A iniciativa também funciona para espantar os fantasmas da pandemia. Após quase dois anos de convívio somente por telas de computador, as crianças e adolescentes precisam repensar os diálogos umas com as outras. Antes, se ouviam algo que não gostavam, bastava desligar o microfone ou a câmera e pronto: problema resolvido. Agora, precisam encarar os desentendimentos de frente — e aprender a fazer isso sem gerar situações propensas ao bullying.

Outra ferramenta utilizada na Escola Autonomia é a “Conversação”, compromisso dos 7ºs anos durante o Transdisciplinar. Nos encontros, debatemos assuntos relacionados à adolescência: sexualidade, saúde e mudanças corporais, por exemplo. Assim, a informação deixa de ser de um grupo de “poderosos” com mais repertório, e passa a ser compartilhada entre todos. Frequência e temática são ditadas pela própria turma, que percebe suas fragilidades e desafios. Desde cedo, incentivamos a inteligência emocional como forma de combate ao bullying.

É mais ou menos nesta época que problemas com cyberbullying também aparecem. Por isso, uma das iniciativas da escola foi trazer uma jornalista que atua como influenciadora digital — ou seja, alguém amplamente inserido no contexto dos estudantes — para conversar sobre as leis da internet. O convite foi feito pelos professores, que detectaram a necessidade de um bate-papo após comentários atravessados no grupo da turma. Por isso, a importância da formação docente para casos de bullying e outras complicações.

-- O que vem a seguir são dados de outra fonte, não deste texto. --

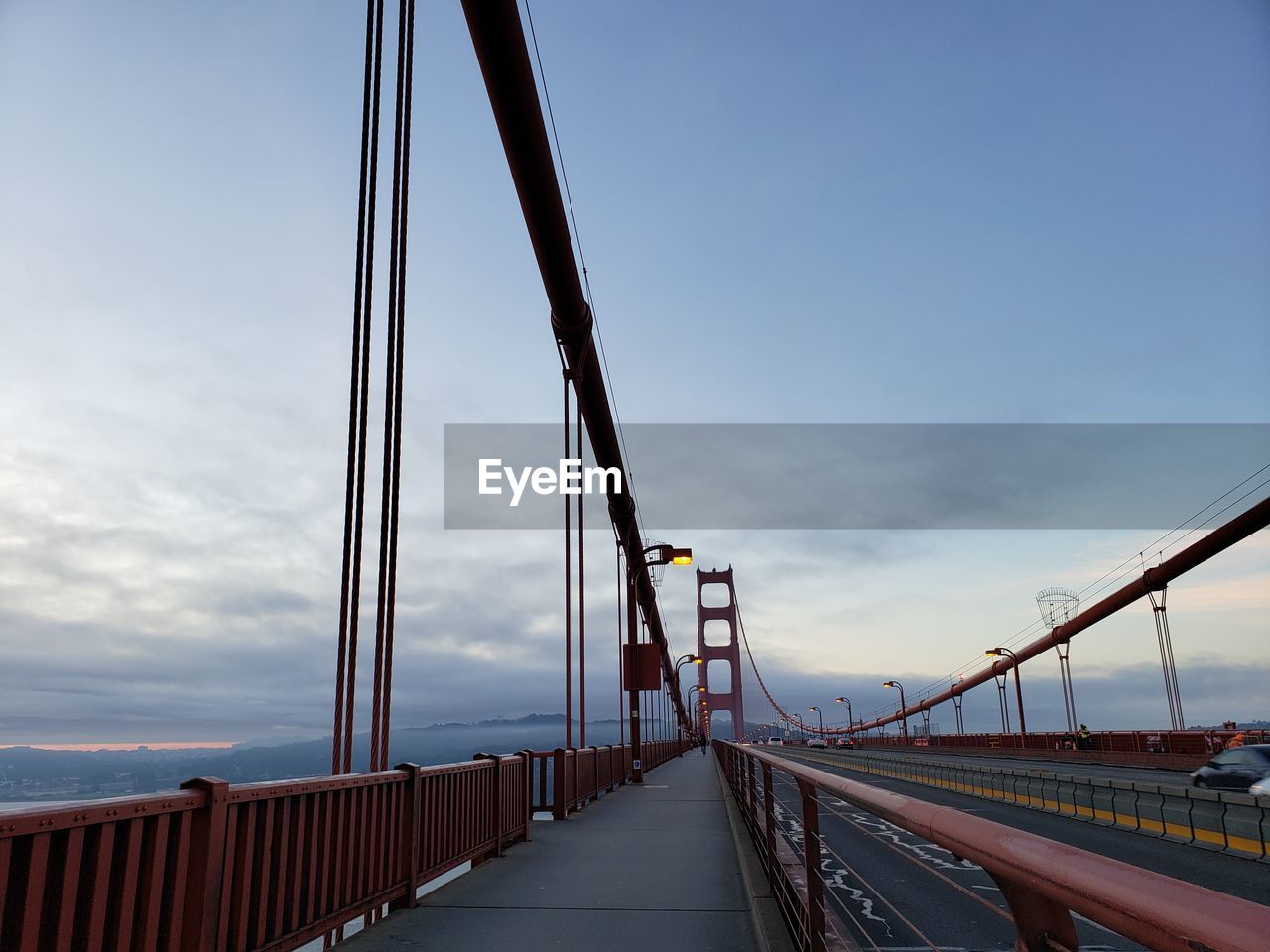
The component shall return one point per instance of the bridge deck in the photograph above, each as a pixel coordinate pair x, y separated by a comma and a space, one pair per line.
645, 867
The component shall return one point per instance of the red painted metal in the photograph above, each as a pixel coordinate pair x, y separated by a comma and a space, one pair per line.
1169, 751
1042, 880
728, 652
259, 867
1152, 580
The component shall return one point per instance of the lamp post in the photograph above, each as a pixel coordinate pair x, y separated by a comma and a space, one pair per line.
653, 556
903, 715
1019, 690
851, 717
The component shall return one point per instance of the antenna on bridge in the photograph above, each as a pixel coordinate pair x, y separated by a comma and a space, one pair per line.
1058, 606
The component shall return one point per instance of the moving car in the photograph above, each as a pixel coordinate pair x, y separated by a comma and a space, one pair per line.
1236, 769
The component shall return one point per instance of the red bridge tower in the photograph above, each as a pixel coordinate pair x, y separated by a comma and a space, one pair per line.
726, 652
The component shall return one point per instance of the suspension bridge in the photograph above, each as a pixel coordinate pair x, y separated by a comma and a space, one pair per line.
674, 838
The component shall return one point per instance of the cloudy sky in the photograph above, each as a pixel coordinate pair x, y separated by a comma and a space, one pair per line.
976, 212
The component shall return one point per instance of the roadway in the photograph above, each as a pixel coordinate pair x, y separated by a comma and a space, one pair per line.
1076, 769
893, 890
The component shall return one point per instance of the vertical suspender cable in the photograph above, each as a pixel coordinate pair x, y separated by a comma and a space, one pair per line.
345, 664
394, 363
568, 583
390, 385
621, 674
359, 517
397, 409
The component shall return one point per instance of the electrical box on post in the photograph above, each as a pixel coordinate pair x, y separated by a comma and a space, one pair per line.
642, 666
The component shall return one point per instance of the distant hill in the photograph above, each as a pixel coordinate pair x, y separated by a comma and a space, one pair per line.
30, 774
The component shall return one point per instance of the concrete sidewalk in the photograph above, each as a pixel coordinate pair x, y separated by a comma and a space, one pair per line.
651, 866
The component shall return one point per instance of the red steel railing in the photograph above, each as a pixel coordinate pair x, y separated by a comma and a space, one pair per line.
1043, 881
267, 867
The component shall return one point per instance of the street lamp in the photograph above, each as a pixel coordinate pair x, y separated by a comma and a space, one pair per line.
1019, 690
851, 717
820, 717
686, 658
903, 714
653, 556
661, 553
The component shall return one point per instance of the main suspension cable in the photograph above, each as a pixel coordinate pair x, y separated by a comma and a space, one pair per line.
354, 495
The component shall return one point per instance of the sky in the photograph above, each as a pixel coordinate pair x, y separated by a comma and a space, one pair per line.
974, 212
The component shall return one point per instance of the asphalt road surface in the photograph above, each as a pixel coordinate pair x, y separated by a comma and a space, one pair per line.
1111, 772
893, 892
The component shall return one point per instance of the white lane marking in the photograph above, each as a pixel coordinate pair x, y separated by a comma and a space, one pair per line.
888, 830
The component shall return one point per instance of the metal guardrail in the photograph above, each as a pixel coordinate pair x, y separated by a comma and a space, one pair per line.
1236, 823
268, 867
1043, 881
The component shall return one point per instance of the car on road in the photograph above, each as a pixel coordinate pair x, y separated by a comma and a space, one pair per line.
1234, 769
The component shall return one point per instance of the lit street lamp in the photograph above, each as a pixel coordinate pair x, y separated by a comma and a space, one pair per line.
903, 715
1019, 690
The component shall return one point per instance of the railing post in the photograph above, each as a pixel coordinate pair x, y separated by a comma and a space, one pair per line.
495, 797
559, 811
1042, 924
200, 920
769, 823
408, 844
812, 866
529, 791
749, 784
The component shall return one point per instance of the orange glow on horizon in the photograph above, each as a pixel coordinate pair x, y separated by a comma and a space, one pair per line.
130, 746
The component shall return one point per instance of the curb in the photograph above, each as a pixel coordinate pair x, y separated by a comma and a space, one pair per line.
770, 930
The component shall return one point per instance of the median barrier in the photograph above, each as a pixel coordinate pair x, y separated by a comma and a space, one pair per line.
1243, 820
1207, 817
1124, 803
1151, 809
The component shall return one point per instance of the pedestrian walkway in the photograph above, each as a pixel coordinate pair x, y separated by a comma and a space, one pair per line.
649, 866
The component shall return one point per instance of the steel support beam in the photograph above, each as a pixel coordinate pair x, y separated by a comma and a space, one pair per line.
1152, 580
504, 63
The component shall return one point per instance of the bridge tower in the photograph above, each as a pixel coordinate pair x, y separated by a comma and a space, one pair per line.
726, 652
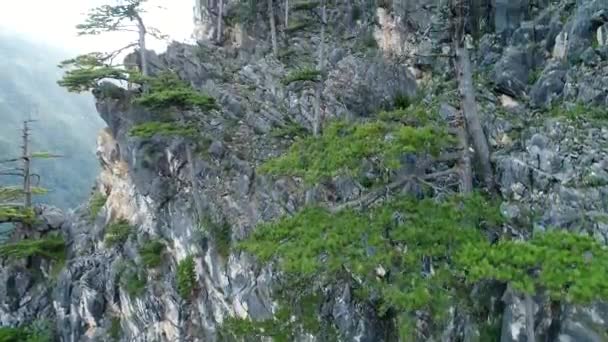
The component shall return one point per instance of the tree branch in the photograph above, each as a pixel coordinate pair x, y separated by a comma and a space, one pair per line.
371, 197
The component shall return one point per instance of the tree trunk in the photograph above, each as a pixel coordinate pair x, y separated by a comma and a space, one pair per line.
316, 125
142, 46
469, 108
529, 307
466, 174
286, 14
27, 186
273, 28
220, 15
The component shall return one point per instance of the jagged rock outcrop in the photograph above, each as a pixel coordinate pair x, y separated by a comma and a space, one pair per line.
552, 172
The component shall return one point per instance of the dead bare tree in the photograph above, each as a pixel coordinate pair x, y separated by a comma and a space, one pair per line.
273, 28
11, 209
316, 124
464, 74
220, 18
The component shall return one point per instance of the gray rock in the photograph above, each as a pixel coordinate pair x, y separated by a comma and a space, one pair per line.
549, 86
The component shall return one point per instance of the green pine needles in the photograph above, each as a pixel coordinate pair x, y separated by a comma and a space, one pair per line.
39, 331
562, 265
186, 277
52, 248
390, 249
85, 72
151, 253
343, 146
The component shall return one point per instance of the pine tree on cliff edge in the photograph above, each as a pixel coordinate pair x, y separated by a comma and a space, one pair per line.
86, 71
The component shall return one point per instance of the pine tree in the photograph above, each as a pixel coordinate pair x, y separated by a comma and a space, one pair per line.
84, 72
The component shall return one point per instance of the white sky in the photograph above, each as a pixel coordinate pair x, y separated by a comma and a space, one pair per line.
53, 22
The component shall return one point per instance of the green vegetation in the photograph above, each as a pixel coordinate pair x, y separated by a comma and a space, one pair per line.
118, 233
534, 75
115, 329
283, 326
343, 146
595, 43
302, 74
17, 214
52, 248
167, 90
297, 25
39, 331
290, 130
149, 129
304, 6
219, 232
186, 277
85, 72
151, 253
567, 267
319, 245
97, 201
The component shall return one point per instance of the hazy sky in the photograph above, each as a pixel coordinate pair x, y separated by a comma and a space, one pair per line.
52, 22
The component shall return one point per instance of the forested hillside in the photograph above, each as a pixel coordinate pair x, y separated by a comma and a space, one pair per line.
67, 123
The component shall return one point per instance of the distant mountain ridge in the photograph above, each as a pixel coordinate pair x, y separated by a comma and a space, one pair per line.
67, 123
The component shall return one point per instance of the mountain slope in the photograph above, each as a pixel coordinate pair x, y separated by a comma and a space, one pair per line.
67, 123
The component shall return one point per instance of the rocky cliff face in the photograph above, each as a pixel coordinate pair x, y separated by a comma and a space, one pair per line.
199, 196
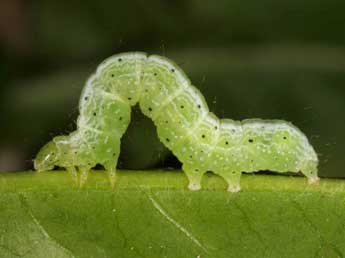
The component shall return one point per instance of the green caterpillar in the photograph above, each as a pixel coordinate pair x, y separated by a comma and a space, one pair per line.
198, 138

Entretanto, quando percebemos que a escola por si só não dará conta dos conflitos, encaminhamos os estudantes para profissionais “parceiros”. Psicopedagogos e psicólogos infanto-juvenis já conhecidos pela gestão são capazes de resolver dilemas específicos de cada estudante, sejam eles de dificuldade de aprendizagem, problemas de relacionamento ou transtornos emocionais. As parcerias funcionam especialmente bem para as crianças neurodivergentes, que tendem a ter mais obstáculos de repertório social.

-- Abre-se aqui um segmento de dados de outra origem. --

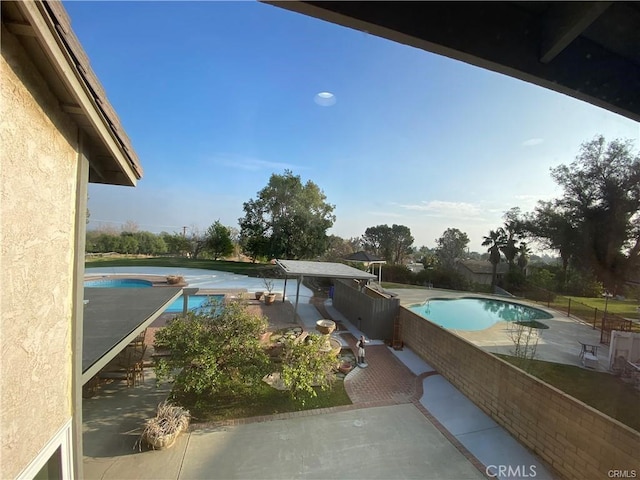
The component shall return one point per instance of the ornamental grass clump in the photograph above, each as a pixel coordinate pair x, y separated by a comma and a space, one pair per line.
162, 430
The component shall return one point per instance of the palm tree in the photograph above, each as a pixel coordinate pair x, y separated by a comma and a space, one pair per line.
495, 241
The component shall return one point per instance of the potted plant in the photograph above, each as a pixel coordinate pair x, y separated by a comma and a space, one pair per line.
161, 431
269, 297
174, 279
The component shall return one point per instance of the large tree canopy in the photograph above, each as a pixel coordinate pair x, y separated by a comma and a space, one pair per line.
451, 246
391, 243
596, 223
286, 220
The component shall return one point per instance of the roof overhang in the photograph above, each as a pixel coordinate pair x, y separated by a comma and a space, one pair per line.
303, 268
113, 317
588, 50
44, 31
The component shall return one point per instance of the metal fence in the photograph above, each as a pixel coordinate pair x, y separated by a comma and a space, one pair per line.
598, 319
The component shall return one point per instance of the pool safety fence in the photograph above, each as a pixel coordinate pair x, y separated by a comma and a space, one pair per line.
575, 439
598, 318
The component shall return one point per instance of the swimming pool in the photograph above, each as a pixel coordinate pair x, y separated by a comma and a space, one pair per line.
118, 283
475, 313
194, 303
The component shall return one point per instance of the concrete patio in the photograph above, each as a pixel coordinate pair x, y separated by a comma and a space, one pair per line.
560, 343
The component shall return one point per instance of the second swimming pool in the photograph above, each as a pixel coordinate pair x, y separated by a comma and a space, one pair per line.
475, 313
194, 302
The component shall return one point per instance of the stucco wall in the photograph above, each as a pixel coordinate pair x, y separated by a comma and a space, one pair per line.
38, 172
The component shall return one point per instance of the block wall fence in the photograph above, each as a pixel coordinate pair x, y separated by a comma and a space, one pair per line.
575, 439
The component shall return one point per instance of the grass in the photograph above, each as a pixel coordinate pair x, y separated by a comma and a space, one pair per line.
625, 308
602, 391
242, 268
265, 400
401, 285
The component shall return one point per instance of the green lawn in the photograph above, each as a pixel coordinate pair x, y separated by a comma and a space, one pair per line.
242, 268
265, 401
625, 308
603, 391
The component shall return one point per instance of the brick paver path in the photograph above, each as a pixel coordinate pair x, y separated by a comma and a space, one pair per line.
385, 381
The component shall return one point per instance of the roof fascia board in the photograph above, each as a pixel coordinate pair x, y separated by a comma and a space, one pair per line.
50, 42
535, 76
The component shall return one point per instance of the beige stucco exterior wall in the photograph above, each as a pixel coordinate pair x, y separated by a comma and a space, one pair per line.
38, 172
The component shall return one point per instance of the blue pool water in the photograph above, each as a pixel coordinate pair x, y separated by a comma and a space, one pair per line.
118, 283
195, 302
475, 313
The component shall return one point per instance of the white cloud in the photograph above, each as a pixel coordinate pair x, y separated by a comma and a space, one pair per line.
437, 208
325, 99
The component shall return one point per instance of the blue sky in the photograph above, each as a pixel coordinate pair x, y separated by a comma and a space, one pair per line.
217, 96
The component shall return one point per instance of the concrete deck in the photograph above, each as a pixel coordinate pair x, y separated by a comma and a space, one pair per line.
405, 422
560, 343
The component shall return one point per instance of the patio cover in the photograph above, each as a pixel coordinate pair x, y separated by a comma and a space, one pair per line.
113, 317
367, 259
303, 268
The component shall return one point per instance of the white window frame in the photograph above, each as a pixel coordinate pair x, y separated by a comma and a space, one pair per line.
62, 440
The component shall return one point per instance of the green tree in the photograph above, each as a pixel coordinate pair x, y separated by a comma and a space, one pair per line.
513, 228
338, 249
377, 241
128, 243
556, 228
495, 241
197, 242
524, 252
450, 247
306, 366
150, 244
218, 240
391, 243
286, 220
602, 193
176, 243
214, 350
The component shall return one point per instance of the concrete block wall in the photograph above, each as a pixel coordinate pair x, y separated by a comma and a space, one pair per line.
575, 439
373, 315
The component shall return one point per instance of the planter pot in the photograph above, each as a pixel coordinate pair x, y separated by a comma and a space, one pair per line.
345, 367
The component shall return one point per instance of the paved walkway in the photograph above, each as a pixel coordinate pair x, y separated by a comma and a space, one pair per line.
395, 377
406, 422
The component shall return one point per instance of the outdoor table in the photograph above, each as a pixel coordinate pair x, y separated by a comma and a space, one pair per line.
588, 348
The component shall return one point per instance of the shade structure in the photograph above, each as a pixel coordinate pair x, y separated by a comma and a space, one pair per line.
303, 268
368, 259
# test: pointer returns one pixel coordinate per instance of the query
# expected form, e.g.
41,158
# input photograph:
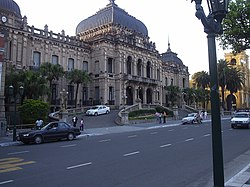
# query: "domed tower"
10,13
110,19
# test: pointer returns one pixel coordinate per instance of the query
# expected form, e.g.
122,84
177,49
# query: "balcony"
137,79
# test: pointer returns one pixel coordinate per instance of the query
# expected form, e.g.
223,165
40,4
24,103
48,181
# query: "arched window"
85,66
36,59
148,69
110,65
139,67
70,64
54,59
129,65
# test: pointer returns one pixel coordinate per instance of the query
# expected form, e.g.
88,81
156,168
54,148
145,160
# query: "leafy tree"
31,110
235,82
201,79
223,69
78,77
236,27
52,72
173,93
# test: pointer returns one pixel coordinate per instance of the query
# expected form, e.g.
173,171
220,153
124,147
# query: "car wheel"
38,139
70,136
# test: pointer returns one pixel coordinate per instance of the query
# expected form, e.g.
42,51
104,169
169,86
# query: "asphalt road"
178,156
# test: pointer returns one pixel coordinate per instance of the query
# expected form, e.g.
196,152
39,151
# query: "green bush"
31,110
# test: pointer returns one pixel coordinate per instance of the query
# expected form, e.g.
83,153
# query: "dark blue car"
52,131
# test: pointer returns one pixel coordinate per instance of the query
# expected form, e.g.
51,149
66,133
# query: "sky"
166,20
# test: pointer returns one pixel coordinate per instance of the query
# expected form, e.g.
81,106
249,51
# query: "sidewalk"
242,179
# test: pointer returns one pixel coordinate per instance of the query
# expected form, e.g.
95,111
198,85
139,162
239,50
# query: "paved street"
173,155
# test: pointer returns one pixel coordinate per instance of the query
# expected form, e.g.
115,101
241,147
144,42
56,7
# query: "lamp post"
14,94
212,26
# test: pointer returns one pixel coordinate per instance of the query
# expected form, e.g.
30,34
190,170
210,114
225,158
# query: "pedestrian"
39,123
160,117
205,115
82,125
74,120
164,117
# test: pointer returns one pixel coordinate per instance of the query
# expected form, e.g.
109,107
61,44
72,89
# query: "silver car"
98,109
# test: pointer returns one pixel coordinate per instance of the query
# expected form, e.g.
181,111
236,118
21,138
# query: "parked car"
241,119
52,131
190,119
98,109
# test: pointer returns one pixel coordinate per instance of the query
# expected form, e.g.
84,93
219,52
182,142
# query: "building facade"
111,45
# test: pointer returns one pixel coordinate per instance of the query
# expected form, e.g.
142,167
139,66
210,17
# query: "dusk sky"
165,19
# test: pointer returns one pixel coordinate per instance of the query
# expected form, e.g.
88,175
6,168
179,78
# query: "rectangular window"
36,59
110,65
85,66
70,64
54,59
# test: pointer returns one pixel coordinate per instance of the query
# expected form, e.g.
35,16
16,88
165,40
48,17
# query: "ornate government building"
111,45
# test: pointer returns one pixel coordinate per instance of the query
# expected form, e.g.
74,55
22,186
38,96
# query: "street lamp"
14,94
212,26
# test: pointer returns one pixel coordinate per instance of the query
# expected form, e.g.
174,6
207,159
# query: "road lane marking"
132,153
165,145
5,182
80,165
132,136
207,135
154,133
72,145
20,152
190,139
12,164
106,140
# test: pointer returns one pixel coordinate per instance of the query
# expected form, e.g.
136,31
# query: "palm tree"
78,77
201,79
222,74
235,82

Além disso, contamos com a colaboração das famílias na socialização dos seus filhos e filhas, por meio de reuniões de pais e rodas de conversa para discutir os “pepinos” que aparecem no caminho. Muitas vezes, são as próprias famílias que trazem questões ocultas dos estudantes para o conhecimento da escola. A manutenção do ambiente saudável na Escola Autonomia é um esforço demorado, coletivo e integral, mas que vale a pena para combater o bullying.